Con la Guerra Mundial dejó de pasar gente extranjera camino del Apóstol, pero en cuanto se pararon las bombas empezaron a reaparecer franceses, alemanes, italianos… De Italia eran los del autocar que chocó contra el paredón de los Molinos y se despeñó hasta el molino del Cojo dando vueltas de campana. Hubo algún peregrino muerto y muchos heridos, los de la Cábila fuimos los primeros en llegar a la ayuda, aunque el pueblo entero vino a arrimar el hombro, todo hay que decirlo. En las dos entradas principales de la ciudad, y una es la de nuestro barrio, están los carteles honrosos que nos hermanan con Orvieto, que de aquella población de la Umbria eran los excursionistas de la desgracia.
La Guardia Civil con su disciplina fue lo más eficaz en aquella confusión de hierros y gritos. Mientras no llegaron los refuerzos de los puestos vecinos y los jefes de la zona, el suboficial Arnoya se multiplicaba con sus hombres, no serían más de media docena, ahora pienso que a lo mejor los paisanos torpes —yo me acuso— en vez de ayudar estorbábamos.
El señor Arnoya es a estas fechas el de mayor edad entre los huéspedes de la residencia de pago. A capitán o así, habrá llegado con los años. Suele estar sentado en la entrada de la residencia si no hace mal tiempo. «Aquí, de puertas», dice cuando lo saludan. Al hombre le han quedado los términos de su profesión.
Al señor Arnoya puede claudicarle la memoria del día y del mes en que estamos y de algunos detalles prácticos, pero en lo referente a la Guardia Civil tiene grabados nombres, planillas, satisfacciones y agravios comparativos, hechos de armas y menudencias de casa–cuartel.

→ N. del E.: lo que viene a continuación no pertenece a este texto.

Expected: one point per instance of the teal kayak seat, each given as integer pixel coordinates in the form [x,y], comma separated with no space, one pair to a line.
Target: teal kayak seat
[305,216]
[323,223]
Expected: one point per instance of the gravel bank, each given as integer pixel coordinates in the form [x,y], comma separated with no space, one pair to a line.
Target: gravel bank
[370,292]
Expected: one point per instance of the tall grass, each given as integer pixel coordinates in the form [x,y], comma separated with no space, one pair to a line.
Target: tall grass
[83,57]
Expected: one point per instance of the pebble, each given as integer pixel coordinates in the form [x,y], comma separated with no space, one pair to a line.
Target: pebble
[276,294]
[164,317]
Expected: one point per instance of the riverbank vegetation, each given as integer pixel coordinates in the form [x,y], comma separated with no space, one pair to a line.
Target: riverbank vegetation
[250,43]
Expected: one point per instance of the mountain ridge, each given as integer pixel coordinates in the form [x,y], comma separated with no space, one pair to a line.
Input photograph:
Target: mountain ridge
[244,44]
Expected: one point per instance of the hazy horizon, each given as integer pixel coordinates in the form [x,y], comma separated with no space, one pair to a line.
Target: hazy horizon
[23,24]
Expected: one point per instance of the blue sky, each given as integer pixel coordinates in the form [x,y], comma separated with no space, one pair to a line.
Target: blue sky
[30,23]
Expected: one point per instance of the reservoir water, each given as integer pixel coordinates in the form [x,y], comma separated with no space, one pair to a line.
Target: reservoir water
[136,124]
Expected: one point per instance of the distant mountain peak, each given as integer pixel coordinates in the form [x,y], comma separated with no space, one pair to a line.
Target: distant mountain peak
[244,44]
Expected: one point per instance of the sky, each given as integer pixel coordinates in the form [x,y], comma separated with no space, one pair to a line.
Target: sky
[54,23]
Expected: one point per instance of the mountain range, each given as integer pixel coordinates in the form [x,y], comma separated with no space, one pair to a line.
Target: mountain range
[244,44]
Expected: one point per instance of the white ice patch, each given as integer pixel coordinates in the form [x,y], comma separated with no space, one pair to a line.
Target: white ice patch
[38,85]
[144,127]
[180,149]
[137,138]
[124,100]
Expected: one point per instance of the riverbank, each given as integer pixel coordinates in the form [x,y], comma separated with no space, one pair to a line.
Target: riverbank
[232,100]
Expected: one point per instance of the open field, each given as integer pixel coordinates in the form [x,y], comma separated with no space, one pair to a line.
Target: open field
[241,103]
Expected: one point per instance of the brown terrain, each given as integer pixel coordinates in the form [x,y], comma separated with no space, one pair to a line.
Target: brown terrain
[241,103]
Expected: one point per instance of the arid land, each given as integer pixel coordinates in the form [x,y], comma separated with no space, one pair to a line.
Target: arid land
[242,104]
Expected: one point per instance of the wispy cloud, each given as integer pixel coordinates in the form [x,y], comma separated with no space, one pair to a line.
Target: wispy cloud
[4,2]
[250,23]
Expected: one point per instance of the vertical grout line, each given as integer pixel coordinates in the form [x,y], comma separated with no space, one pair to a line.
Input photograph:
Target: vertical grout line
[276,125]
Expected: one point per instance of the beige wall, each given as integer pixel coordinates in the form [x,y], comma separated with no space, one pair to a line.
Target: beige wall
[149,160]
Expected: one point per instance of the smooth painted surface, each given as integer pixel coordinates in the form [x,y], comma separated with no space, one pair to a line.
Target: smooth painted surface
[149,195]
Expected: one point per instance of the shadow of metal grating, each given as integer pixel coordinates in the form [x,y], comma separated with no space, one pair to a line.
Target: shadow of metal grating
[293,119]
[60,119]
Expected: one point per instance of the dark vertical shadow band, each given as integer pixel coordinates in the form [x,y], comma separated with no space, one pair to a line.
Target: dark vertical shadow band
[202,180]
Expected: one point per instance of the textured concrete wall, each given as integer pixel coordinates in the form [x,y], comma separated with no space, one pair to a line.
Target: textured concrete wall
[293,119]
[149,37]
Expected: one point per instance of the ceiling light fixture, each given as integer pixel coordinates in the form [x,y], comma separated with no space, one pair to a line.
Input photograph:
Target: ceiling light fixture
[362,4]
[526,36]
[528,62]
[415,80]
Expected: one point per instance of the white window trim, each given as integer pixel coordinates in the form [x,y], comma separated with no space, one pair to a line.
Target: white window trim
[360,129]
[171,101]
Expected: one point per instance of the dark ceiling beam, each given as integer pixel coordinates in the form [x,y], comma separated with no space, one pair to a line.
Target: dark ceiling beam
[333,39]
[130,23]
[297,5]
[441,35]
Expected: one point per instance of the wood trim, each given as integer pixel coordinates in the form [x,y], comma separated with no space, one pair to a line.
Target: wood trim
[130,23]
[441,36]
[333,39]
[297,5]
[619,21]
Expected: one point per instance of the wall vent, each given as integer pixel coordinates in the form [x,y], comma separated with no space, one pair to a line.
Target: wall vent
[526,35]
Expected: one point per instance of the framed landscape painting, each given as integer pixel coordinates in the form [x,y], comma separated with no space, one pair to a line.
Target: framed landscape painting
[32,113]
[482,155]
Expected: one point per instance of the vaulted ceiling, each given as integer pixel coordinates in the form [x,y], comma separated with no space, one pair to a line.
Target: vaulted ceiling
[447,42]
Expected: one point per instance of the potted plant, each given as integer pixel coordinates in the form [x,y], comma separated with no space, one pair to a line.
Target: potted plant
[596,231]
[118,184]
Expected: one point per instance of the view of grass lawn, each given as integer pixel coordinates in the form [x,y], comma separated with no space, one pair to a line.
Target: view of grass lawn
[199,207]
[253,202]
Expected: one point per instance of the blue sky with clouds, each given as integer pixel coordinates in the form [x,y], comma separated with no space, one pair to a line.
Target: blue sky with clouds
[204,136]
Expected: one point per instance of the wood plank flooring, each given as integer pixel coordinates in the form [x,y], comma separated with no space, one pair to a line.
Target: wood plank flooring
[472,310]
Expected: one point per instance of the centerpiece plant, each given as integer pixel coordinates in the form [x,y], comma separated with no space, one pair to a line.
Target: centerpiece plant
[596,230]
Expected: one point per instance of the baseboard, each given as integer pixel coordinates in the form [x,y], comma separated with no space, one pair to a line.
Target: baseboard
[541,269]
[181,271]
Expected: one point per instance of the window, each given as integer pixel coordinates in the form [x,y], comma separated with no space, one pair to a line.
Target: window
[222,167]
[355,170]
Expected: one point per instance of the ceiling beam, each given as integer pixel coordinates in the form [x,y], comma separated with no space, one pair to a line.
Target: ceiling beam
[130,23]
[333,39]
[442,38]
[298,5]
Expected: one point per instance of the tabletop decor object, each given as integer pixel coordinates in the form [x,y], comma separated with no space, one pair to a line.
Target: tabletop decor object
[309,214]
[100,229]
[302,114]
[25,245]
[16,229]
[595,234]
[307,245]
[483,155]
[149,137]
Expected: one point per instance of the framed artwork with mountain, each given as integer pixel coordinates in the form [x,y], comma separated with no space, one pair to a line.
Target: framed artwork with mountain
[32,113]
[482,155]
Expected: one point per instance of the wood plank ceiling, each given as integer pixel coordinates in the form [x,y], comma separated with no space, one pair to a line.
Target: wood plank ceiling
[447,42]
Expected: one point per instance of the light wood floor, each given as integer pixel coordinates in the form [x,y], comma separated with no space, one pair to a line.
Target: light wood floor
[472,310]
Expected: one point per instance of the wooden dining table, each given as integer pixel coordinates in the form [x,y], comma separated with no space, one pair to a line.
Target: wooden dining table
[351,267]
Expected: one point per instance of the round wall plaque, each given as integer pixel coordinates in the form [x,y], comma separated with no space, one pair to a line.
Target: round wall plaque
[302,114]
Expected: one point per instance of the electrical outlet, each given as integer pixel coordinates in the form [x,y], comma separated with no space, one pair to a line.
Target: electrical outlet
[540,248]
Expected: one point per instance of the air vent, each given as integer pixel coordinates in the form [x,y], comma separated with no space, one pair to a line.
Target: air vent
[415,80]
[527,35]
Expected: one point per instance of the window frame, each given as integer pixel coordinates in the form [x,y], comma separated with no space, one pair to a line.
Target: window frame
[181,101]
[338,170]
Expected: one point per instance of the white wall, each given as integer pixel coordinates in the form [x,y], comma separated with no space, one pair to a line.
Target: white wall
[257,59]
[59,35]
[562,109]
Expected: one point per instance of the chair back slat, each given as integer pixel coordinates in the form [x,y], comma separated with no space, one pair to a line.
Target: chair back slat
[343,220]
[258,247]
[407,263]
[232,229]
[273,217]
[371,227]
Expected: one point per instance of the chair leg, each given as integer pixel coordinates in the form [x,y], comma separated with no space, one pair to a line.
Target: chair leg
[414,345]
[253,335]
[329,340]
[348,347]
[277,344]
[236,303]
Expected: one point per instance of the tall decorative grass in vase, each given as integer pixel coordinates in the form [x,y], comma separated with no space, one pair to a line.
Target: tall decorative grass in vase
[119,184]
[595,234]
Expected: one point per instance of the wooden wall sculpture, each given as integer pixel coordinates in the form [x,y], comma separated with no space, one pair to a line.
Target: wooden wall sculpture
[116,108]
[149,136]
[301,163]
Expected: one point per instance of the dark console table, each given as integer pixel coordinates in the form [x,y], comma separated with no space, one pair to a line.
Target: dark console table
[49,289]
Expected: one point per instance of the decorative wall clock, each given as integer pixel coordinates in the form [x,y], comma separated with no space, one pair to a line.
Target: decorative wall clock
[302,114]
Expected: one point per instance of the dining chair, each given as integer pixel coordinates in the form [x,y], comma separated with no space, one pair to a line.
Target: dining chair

—¿Usted se recuerda del guardia Ramírez? —me dijo no hace mucho, cuando quise escarbarle en sus vivencias de la catástrofe del autocar—. El Ramírez era un número algo grueso de cuerpo para lo que requiere nuestro instituto armado, si eso iba a más habría que plantearle la licencia, pero siempre estaba la esperanza de que perdiese un poco de barriga. Báscula no había, yo mismo inspeccionaba la marcha del asunto, a ver, Ramírez, los agujeros del cinto. Y luego, que el hombre tenía sus valores, mismamente en esa ocasión de los italianos que usted tiene a bien preguntarme.
Al veterano señor Arnoya se le cansaba el fuelle.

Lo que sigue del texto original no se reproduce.